My bike rolls quietly over the smooth asphalt. My chain creaks, the handlebars creak. My blood throbs behind my temple, sweat runs off my forehead and the pedals turn with the pounding of my legs.
My gaze glides madly over the grey surface, the breathing rhythm adapts to the gradient of the way.
10 years ago I started riding my bicycle to work - 15 km, 300 meters altitude difference. After my body was used to the strain, my eyes became more open to my surroundings - I first noticed what was lying around "out there". Thrown away one-way deposit bottles, which collected 25 ct would bring the piece - and many dead animals. I thought how careless my fellow men are with their environment.

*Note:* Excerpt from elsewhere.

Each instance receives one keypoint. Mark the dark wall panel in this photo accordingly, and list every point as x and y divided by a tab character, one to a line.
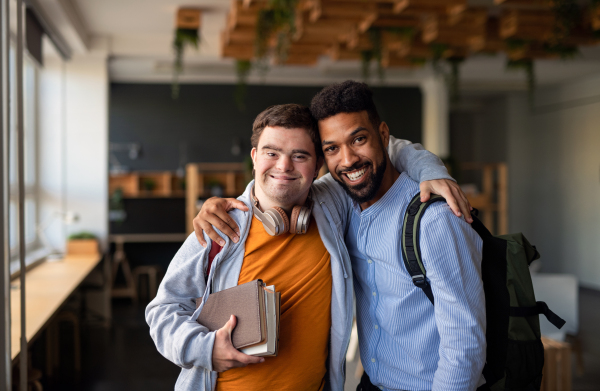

And tried
to artistically deal with the resources given to me.
That photographing dead animals is a taboo here in Germany, and that paying attention to them at all is frowned upon - I didn't realize it until I did. The result for me is to maintain distance - not a staging of effects, not a play with light, but rather documentary, the view straight from above, the picture plane equal to the underground. The fact that I put a tape measure next to it as a size reference underlines my effort to deal with this subject as objectively as possible.
For when I began to collect for this platform, I directly presented two hypotheses that await their falsification:
1.) fewer and fewer animals are road-killed
2.) the individuals which are killed are getting smaller and smaller.
In order to keep the data as clean as possible, I limit the documentation almost exclusively to my daily way to work. I assume (still a hypothesis) that a constant proportion of animals of the respective population is road-killed, and thus conclusions can be drawn by collecting Roadkill both in quantity and species "diversity".
If I didn't have a quarry near my home, I wouldn't have much to document here in a large German city without large waters nearby - especially not after the blackbirds have stayed away.